The Mediterranean Diet Prevents Heart Disease in Women: New and Strong Data

Dietary modification is a cornerstone of cardiovascular disease (CVD) prevention. A Mediterranean (MED) diet has been associated with a lower risk of CVD but no systematic reviews have evaluated this relationship specifically in women. As CVD is the number 1 cause of death in women, any progress in the prevention of CVD has huge benefits and must be taught and implemented.

While an all plant (whole-food plant based diet) has been show to halt and prevent heart disease, not everyone is willing to adopt that plan. The MED diet is adopted by many but can it prevent CVD in women? 


To determine the association between higher versus lower adherence to a MED diet and incident CVD and total mortality in women, a search of all prior studies was performed and published.


A search of randomised controlled trials and prospective cohort studies with participants without previous CVD were included.

Studies were eligible if they reported a Mediterranean diet score and comprised either all female participants or stratified outcomes by sex.
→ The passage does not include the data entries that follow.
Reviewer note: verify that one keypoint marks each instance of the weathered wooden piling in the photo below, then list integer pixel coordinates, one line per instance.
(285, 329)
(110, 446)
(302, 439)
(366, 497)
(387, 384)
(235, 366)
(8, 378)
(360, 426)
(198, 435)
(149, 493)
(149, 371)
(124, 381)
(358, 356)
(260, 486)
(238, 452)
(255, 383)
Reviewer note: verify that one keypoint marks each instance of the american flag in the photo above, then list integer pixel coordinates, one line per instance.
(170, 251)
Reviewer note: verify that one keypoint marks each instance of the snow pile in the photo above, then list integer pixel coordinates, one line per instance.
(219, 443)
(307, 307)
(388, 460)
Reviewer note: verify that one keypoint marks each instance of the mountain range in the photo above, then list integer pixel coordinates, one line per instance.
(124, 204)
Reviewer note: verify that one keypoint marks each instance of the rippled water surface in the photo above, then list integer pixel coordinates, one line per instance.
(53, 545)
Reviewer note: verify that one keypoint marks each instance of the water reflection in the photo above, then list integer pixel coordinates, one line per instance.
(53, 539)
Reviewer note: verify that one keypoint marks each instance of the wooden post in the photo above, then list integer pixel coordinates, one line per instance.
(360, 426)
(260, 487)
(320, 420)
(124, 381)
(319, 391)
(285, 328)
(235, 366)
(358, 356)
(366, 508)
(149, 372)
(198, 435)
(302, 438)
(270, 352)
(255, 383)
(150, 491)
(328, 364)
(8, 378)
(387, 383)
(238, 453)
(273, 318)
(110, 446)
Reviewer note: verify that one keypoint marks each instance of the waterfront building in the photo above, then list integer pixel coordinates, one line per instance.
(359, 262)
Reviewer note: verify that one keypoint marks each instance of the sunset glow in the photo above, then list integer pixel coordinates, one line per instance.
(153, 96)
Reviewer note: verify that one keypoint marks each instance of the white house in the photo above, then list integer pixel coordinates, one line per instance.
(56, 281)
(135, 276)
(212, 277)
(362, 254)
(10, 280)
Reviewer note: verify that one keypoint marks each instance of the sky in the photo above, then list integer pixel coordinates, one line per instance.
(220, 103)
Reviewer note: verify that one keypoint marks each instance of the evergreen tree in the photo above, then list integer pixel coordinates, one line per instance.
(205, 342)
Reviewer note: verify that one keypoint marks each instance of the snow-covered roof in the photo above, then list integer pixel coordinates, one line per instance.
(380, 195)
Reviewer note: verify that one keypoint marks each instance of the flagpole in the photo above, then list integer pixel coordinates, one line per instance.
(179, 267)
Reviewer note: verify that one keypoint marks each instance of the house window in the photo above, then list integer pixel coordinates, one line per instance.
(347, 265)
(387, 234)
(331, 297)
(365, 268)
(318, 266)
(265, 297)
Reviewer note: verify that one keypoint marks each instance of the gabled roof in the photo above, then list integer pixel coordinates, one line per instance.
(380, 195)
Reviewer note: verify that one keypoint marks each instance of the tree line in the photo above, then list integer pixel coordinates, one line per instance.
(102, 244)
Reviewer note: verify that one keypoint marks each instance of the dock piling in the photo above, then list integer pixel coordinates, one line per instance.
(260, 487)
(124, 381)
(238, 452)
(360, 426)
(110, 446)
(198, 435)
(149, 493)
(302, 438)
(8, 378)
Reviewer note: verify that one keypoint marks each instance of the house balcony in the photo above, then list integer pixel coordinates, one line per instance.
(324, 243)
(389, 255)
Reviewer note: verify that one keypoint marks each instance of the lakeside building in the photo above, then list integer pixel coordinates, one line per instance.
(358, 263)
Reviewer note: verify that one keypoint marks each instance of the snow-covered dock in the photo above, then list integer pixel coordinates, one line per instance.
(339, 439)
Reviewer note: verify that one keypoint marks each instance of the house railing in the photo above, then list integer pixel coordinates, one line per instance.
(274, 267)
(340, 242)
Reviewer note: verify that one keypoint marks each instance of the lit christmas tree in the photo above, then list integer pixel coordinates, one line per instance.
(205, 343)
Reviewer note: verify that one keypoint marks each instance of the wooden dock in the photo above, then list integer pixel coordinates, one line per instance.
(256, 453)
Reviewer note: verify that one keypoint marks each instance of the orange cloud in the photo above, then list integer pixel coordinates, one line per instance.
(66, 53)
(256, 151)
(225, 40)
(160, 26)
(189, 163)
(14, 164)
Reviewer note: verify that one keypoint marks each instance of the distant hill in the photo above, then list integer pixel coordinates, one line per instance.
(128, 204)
The primary outcome was CVD and/or total mortality.


Sixteen prospective cohort studies were included in the analysis (n=722 ,495 female participants).

In women, higher adherence to a Mediterranean diet was associated with a lower CVD incidence (risk 24% less), total mortality (risk 23% less), and coronary heart disease (risk 25% less).

Stroke incidence was lower in women with higher Mediterranean diet adherence (13%) but this was not statistically signficant. It would appear to be clinically important however.


This study supports a beneficial effect of the MED diet on primary prevention of CVD and death in women, and is an important step in enabling sex specific guidelines. 

Women should be taught right away to reduce or drop all dairy, red meat, and processed foods. Increasing fruit and vegetable, legume, whole grain, and extra-virgin olive oil intake is advised. Added sugars should be reduced or eliminated. Red wine is optional but is a standard part of the traditional MED diet along with eating in a relaxed and social setting.